As artificial intelligence models continue to grow in size and complexity, one major challenge has become increasingly difficult to ignore: memory limitations. Even as GPUs become faster and more powerful, large-scale AI systems often hit what researchers call the “memory wall” – a bottleneck where insufficient memory capacity sharply reduces computational efficiency.
Now, researchers in South Korea have developed a promising solution.
The Electronics and Telecommunications Research Institute (ETRI) has presented OmniXtend, a memory expansion technology based on Ethernet. The breakthrough aims to overcome memory shortages in large-scale AI training environments and could significantly improve the scalability, cost-efficiency, and performance of future AI infrastructure.
The rapid rise of large language models (LLMs), generative AI, and high-performance computing workloads has dramatically increased memory demands. Traditional server architectures tightly couple memory to individual devices, creating severe scalability limitations.
OmniXtend introduces a fundamentally different approach. Instead of relying solely on locally attached memory, it uses standard Ethernet networks as a memory interconnect fabric. This enables memory resources to be pooled and shared dynamically across servers and accelerators, creating a unified, large-scale “memory pool” that can be accessed in real time.
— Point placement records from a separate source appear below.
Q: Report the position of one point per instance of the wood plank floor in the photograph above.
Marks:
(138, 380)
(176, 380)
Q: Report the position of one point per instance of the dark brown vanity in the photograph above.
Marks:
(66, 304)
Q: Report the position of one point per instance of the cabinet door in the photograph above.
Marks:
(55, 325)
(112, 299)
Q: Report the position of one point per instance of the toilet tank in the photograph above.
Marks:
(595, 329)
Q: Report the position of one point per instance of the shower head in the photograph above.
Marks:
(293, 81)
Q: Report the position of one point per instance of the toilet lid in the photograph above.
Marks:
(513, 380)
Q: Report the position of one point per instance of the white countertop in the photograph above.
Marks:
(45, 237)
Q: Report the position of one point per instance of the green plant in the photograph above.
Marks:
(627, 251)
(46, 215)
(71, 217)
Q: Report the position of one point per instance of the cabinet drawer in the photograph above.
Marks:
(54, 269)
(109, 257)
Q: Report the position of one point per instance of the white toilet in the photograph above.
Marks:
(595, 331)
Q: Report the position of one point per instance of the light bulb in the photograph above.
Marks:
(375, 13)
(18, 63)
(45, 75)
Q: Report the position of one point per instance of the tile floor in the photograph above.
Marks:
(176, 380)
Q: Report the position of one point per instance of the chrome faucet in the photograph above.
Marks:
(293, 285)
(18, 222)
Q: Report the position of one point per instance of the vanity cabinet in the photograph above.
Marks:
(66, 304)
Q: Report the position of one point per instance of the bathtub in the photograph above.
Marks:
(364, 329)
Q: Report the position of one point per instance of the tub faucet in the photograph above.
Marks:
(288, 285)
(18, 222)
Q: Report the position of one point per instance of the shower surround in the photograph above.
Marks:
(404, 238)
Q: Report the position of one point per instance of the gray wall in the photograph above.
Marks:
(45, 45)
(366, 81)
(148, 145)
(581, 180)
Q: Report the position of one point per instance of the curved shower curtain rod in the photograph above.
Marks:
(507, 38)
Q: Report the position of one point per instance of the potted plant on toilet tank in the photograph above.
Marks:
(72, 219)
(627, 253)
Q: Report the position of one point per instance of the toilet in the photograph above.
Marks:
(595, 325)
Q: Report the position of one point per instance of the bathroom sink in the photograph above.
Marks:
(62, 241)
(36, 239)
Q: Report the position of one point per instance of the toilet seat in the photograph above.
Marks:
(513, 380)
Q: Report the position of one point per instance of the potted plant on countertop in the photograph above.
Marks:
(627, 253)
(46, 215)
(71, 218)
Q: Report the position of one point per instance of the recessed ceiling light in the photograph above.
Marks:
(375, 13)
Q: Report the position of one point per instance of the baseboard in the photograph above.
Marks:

In practical terms, distributed memory resources across an entire network can now function as one coherent, scalable system.
Conventional high-performance computing systems typically rely on high-speed serial interfaces such as PCIe. While effective for smaller setups, these architectures have limitations in scalability, connectivity distance, and deployment flexibility.
In contrast, OmniXtend leverages existing Ethernet infrastructure and standard Ethernet switches to aggregate multiple physically distributed devices into a shared-memory environment.
Key advantages include:
- Reduced data movement latency during AI training
- Expanded memory capacity without replacing existing servers
- Lower deployment and operational costs for data centers
- Improved scalability for hyperscale AI systems
By minimizing memory-related bottlenecks, the technology helps AI workloads maintain higher performance levels under demanding conditions.
To validate the architecture, ETRI developed several core enabling technologies, including:
- An Field-Programmable Gate Array (FPGA)-based memory expansion node
- An Ethernet-based memory transfer engine
- A scalable shared-memory management system
The team successfully demonstrated multiple devices operating in an Ethernet environment while accessing shared memory resources in real time.
In tests using large language model workloads, researchers observed that LLM inference performance degraded significantly when memory was insufficient. However, when Ethernet-based memory expansion was enabled, performance more than doubled. According to ETRI, this shows that shared-memory architectures can sustain processing performance comparable to systems with locally sufficient memory.
ETRI plans to commercialize OmniXtend through partnerships with data center hardware and software companies. Potential applications include AI training and inference servers, memory expansion devices, and high-performance network switches.The institute also intends to extend the technology to high-reliability embedded systems, such as automotive platforms and maritime applications.